In a reported opinion that provides a tutorial on Maryland recordation and transfer taxes, the Court of Special Appeals of Maryland (our second-highest court) has confirmed what most of us have long understood Maryland law to be: that these taxes apply only to the consideration that the parties to the sale of a business that includes real estate assets agreed was attributable to the sale of the real estate.

The case involved the sale of three senior living facilities (a going concern) located in Baltimore and Montgomery Counties. The parties had agreed to an allocation as required by federal income tax law of the overall consideration among the real estate, tangible personal property (FF&E), and intangible property – roughly $40 million to realty, $3 million to FF&E, and $50 million for goodwill, licenses, permits, and similar intangible assets.

The parties anticipated paying recordation and transfer taxes on the $40 million of consideration that they had allocated to the realty. But Baltimore and Montgomery Counties would not record the deeds unless the taxes were also paid on the $50 million of consideration allocated to the intangibles. To close their transaction, the parties paid the taxes as required by the counties and then applied for refunds of the tax imposed on the consideration allocated to the intangible assets.
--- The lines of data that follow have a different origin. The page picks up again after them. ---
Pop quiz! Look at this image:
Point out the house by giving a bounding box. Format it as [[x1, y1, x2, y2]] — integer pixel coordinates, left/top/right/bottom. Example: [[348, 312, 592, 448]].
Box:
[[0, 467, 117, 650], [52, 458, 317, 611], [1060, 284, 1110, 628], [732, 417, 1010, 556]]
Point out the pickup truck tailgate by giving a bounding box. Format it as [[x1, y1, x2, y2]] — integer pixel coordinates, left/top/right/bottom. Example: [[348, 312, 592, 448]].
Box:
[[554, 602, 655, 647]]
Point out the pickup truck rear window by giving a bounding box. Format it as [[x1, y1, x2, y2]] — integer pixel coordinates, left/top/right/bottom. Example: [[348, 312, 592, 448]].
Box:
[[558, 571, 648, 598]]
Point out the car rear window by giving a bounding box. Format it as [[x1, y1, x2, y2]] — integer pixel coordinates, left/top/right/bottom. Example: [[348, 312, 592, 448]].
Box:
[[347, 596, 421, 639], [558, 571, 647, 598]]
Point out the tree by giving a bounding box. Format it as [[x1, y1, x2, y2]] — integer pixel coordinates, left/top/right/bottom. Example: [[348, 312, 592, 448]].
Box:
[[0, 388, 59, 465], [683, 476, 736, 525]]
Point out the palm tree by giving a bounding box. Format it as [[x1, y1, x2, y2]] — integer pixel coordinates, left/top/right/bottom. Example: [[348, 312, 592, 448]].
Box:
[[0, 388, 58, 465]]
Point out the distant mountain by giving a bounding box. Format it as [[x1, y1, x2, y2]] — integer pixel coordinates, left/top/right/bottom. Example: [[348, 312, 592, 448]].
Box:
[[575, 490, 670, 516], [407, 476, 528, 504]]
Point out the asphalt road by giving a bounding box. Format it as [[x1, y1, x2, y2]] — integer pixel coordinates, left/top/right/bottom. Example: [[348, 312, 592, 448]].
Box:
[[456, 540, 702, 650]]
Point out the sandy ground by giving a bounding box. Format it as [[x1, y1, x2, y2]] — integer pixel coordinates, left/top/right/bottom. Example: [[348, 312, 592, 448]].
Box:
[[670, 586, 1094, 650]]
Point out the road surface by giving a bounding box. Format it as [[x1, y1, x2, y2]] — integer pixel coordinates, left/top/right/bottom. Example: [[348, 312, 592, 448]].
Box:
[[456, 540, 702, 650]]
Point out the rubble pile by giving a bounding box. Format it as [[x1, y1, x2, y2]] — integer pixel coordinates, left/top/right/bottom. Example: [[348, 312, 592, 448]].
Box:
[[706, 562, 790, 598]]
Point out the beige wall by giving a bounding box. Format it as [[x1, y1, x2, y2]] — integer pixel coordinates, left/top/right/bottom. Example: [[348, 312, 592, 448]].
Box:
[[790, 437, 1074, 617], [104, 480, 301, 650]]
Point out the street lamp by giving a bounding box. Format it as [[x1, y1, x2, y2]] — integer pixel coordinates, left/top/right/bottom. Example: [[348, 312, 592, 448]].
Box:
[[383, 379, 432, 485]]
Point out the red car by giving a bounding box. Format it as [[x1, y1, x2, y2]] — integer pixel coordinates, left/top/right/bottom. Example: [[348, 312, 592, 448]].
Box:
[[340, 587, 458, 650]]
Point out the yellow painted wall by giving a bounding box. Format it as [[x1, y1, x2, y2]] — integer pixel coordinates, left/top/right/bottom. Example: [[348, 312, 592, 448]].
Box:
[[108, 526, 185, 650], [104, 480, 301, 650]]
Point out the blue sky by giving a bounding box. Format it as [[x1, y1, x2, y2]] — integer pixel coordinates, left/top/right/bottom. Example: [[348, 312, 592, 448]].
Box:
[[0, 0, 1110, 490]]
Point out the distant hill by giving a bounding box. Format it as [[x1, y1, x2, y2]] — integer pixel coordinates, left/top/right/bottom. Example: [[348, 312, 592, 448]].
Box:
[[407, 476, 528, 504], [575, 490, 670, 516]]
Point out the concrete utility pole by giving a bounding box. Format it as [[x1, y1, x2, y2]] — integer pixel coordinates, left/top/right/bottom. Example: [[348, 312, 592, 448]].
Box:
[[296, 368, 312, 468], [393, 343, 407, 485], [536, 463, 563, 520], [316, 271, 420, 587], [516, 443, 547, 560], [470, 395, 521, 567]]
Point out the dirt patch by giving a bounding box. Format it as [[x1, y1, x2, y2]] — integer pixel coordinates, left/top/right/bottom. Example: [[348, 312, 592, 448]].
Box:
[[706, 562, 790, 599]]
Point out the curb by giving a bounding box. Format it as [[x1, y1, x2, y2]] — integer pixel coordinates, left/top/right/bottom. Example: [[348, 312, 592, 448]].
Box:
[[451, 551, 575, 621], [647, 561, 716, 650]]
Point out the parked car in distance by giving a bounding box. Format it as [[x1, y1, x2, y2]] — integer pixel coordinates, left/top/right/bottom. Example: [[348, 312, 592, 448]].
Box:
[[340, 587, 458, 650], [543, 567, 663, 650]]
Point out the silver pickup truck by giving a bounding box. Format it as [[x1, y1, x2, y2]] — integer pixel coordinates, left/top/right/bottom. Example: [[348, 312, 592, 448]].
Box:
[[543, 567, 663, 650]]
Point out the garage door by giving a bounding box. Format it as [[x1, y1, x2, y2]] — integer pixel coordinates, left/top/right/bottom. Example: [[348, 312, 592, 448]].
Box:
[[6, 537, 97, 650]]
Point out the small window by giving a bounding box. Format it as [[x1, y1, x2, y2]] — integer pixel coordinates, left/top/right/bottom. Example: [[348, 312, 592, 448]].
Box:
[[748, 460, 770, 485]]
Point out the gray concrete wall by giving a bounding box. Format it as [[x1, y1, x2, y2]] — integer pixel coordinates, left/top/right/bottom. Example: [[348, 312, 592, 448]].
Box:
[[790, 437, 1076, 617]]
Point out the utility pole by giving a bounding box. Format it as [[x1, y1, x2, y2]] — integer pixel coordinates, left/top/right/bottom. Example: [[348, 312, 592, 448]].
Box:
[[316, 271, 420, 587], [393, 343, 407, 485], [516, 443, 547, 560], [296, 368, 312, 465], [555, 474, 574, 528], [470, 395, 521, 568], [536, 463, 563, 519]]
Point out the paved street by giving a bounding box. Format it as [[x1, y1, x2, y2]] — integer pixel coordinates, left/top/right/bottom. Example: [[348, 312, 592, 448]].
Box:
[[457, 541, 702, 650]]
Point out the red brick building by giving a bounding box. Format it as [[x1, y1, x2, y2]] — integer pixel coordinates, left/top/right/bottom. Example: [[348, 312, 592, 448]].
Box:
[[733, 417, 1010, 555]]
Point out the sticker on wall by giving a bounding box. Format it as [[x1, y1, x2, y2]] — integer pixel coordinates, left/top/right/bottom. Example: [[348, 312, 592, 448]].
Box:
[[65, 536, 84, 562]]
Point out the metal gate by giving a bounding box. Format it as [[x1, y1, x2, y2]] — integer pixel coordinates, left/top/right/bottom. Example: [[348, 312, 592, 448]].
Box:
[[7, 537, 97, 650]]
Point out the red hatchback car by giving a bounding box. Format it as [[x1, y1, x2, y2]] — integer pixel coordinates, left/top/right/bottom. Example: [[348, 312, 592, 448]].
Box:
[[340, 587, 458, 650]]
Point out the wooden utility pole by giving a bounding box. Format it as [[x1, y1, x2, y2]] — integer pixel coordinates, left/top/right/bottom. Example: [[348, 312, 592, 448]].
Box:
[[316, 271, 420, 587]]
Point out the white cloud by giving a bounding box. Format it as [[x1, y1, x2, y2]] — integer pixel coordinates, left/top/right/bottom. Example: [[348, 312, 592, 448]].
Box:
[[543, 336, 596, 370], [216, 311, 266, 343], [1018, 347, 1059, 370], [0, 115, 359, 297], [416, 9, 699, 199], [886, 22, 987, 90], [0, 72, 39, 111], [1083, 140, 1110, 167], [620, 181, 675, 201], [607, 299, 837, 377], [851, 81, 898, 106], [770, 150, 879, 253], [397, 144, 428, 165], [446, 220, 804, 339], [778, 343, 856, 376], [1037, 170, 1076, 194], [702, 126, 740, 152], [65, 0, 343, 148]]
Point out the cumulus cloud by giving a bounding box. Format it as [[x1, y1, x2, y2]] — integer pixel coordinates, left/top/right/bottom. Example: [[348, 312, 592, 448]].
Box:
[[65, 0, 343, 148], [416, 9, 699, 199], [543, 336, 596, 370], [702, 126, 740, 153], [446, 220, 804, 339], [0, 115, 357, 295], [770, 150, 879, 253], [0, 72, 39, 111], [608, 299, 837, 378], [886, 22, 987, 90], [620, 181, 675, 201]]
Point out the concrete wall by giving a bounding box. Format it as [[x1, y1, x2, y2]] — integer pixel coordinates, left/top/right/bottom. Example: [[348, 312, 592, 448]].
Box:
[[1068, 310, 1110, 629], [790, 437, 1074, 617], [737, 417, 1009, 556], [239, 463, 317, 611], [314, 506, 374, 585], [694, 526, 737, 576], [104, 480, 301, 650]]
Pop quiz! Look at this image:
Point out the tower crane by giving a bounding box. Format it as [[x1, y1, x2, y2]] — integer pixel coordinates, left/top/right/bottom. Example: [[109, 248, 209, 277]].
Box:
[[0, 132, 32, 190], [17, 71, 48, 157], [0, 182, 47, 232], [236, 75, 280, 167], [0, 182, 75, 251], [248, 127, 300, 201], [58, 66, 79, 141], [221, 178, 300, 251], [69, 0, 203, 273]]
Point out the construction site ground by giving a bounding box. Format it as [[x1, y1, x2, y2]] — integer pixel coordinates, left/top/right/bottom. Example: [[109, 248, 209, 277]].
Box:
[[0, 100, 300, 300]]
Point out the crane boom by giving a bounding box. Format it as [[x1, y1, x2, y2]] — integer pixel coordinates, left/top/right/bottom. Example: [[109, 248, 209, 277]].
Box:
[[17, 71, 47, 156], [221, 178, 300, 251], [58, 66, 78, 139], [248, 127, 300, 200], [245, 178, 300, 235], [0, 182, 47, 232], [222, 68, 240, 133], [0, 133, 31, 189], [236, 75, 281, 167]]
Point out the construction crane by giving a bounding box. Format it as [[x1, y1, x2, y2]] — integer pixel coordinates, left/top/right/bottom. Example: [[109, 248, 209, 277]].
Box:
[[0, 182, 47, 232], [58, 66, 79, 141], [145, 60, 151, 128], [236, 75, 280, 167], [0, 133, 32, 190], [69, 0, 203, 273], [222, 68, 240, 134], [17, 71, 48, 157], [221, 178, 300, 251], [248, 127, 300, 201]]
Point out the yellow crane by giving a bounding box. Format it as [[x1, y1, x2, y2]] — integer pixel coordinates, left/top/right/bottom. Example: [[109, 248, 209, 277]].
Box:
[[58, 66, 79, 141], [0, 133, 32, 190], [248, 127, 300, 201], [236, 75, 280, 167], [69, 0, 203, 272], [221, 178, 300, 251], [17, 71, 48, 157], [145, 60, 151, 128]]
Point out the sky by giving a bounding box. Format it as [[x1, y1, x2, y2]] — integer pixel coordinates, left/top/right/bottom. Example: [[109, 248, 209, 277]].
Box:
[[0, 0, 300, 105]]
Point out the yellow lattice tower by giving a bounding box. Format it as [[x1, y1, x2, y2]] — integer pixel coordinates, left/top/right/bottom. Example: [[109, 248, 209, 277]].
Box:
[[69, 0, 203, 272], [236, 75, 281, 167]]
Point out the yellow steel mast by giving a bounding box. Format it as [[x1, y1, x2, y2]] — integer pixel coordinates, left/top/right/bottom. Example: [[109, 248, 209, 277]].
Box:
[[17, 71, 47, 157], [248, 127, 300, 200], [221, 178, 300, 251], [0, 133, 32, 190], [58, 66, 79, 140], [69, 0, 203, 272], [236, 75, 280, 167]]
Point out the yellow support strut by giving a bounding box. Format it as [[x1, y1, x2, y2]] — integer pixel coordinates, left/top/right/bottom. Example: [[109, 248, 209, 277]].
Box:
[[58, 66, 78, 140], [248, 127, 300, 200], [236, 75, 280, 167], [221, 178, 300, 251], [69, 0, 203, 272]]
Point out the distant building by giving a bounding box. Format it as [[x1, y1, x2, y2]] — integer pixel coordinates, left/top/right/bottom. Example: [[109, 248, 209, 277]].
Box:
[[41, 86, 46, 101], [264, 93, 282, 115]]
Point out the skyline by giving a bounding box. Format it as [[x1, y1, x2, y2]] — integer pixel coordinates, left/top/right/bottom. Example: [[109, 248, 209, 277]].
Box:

As their core argument the counties asserted that, as used in the MD Tax-Property Article, the word "property" included both real and personal property. Hence, consideration for the intangible property was subject to the recordation and transfer taxes.

The appellate court rejected the counties' position, finding that the parties did in fact bargain for the sales price attributed to the realty and did so in conformity with provisions of federal income tax law requiring them to allocate the price among the different assets being sold. The Court acknowledged that the recording clerks could certainly challenge the consideration stated as being paid for the real property as not representing the fair market value of the properties. But that is a different question than whether any and all amounts that the parties allocate to intangible property are required to be included in the consideration subject to the taxes.

This is likely the end of the case with respect to whether consideration for intangibles can be subjected to the taxes, but we don't know for sure yet. The counties can ask the Court of Appeals to review the case, although the odds of the case being both taken up for review and reversed are low. The case has a bifurcated posture to it, such that it now reverts to the Maryland Tax Court for an evidentiary hearing on the valuation of the assets. The parties will need to establish, among other things, that the allocations they made among the asset classes were the product of good faith, arm's-length negotiations. But at least a fundamental principle of Maryland recordation and transfer taxes has been affirmed: the taxes apply only to the consideration for the real estate as agreed to by the parties to the sale transaction. Shelter Senior Living IV, LLC v Baltimore County, Maryland, et al., No. 1276 (Sept. Term. 2019), Court of Special Appeals of Maryland (decided July 1, 2021).